Con il primo motivo deduceva violazione dell’art. 129 cod. proc. pen. e vizio di motivazione, assumendo che erroneamente il giudice non aveva emesso sentenza assolutoria in relazione ai reati di rapina aggravata e lesioni personali aggravate, essendo carente l’elemento soggettivo dei detti reati, e che al
riguardo non aveva reso idonea motivazione; deduceva in particolare che l’imputato aveva accompagnato gli autori materiali dei detti reati senza avere consapevolezza di ciò che i citati soggetti avevano in animo di compiere.
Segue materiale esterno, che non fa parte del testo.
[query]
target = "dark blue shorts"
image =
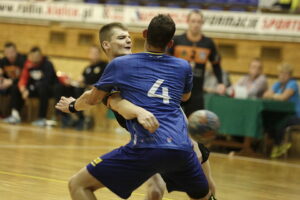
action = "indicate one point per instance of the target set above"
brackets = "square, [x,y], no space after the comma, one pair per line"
[125,169]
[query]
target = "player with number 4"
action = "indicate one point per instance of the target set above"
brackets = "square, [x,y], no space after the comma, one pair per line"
[158,83]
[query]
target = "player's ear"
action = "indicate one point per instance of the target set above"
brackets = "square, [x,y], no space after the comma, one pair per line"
[170,44]
[105,45]
[145,32]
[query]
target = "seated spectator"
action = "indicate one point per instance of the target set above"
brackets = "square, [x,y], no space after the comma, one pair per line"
[10,71]
[255,82]
[211,82]
[285,89]
[37,80]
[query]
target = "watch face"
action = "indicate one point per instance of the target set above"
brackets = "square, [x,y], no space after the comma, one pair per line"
[88,70]
[97,70]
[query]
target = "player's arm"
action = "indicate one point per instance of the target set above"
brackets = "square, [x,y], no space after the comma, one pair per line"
[210,180]
[130,111]
[85,101]
[186,96]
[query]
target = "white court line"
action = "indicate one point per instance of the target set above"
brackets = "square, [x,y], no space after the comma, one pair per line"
[12,146]
[61,132]
[256,160]
[81,135]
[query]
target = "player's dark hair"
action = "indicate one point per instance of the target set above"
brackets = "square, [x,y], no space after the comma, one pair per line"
[105,31]
[160,31]
[195,11]
[35,49]
[10,44]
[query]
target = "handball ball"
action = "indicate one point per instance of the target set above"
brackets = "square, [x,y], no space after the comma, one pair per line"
[203,123]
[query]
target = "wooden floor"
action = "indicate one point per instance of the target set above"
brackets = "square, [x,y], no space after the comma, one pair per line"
[35,164]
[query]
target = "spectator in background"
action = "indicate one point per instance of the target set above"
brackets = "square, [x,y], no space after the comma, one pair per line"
[10,70]
[196,48]
[37,80]
[211,82]
[255,82]
[285,89]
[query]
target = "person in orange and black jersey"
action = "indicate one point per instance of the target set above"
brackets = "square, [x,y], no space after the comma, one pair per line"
[10,70]
[196,48]
[37,80]
[90,75]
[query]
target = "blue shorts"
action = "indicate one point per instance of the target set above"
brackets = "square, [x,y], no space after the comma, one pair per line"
[125,169]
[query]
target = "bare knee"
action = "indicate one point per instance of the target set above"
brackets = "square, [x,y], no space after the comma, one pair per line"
[204,198]
[155,194]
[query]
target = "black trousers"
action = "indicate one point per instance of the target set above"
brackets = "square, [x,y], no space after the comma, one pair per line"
[196,102]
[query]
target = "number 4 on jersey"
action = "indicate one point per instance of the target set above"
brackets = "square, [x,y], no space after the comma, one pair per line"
[165,91]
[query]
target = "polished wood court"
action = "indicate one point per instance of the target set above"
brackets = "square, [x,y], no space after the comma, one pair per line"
[35,164]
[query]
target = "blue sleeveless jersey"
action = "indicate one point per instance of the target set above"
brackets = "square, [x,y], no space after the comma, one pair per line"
[155,82]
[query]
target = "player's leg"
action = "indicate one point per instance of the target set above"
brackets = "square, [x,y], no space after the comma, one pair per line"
[189,177]
[156,188]
[82,185]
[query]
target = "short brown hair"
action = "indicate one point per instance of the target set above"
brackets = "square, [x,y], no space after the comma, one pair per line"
[160,31]
[105,31]
[195,11]
[285,67]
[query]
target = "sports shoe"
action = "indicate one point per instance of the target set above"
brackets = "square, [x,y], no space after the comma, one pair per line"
[39,122]
[280,150]
[12,120]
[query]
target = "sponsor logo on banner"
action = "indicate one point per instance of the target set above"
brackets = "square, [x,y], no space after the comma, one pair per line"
[135,16]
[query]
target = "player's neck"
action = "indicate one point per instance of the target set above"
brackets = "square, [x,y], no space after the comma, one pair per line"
[194,37]
[152,49]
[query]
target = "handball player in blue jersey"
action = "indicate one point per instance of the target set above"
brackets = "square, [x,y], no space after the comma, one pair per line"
[158,83]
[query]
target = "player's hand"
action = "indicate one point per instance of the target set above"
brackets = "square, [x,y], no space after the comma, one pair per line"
[5,83]
[63,104]
[221,89]
[25,94]
[148,120]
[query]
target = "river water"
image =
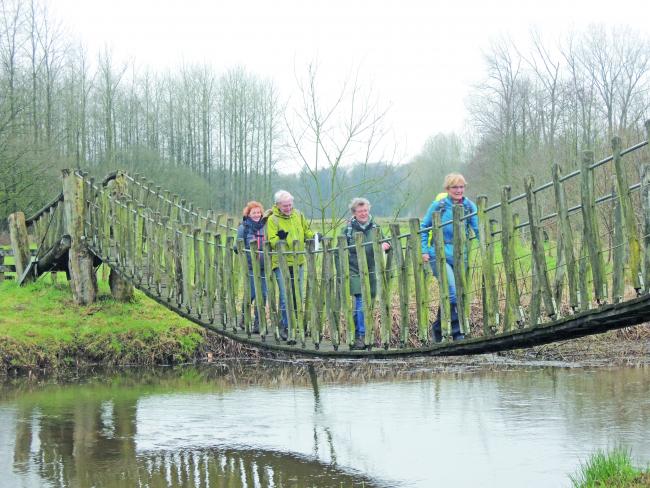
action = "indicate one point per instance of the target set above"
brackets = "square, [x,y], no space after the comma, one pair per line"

Con il secondo motivo deduceva violazione dell’art. 129 cod. proc. pen. e vizio di motivazione, assumendo che erroneamente il giudice non aveva emesso sentenza assolutoria in relazione al reato di porto abusivo di strumento atto a offendere, e che al riguardo non aveva reso idonea motivazione, rassegnando le medesime argomentazioni sviluppate in sede di trattazione del primo motivo.
Con il terzo motivo deduceva violazione dell’art. 129 cod. proc. pen. e vizio di motivazione, assumendo che erroneamente il giudice aveva ritenuta corretta la qualificazione del fatto descritto al capo D) dell’imputazione nel reato di ricettazione – avente ad oggetto un’autovettura provento del reato di appropriazione indebita – dovendosi considerare che l’imputato aveva partecipato alla commissione del reato presupposto di appropriazione indebita, circostanza che era emersa per il fatto che l’utilizzatore della vettura aveva contattato per telefono la società di noleggio utilizzando un’utenza intestata all’imputato.
Con il quarto motivo deduceva violazione dell’art. 129 cod. proc. pen. e vizio di motivazione, assumendo che erroneamente il giudice non aveva emesso sentenza assolutoria in relazione ai reati di furto pluriaggravato di cui ai capi E) ed F), in difetto di elementi tali da far ritenere la partecipazione consapevole dell’imputato ad azioni delittuose commesse da terzi.
Tutti i motivi di ricorso sono inammissibili in quanto non consentiti.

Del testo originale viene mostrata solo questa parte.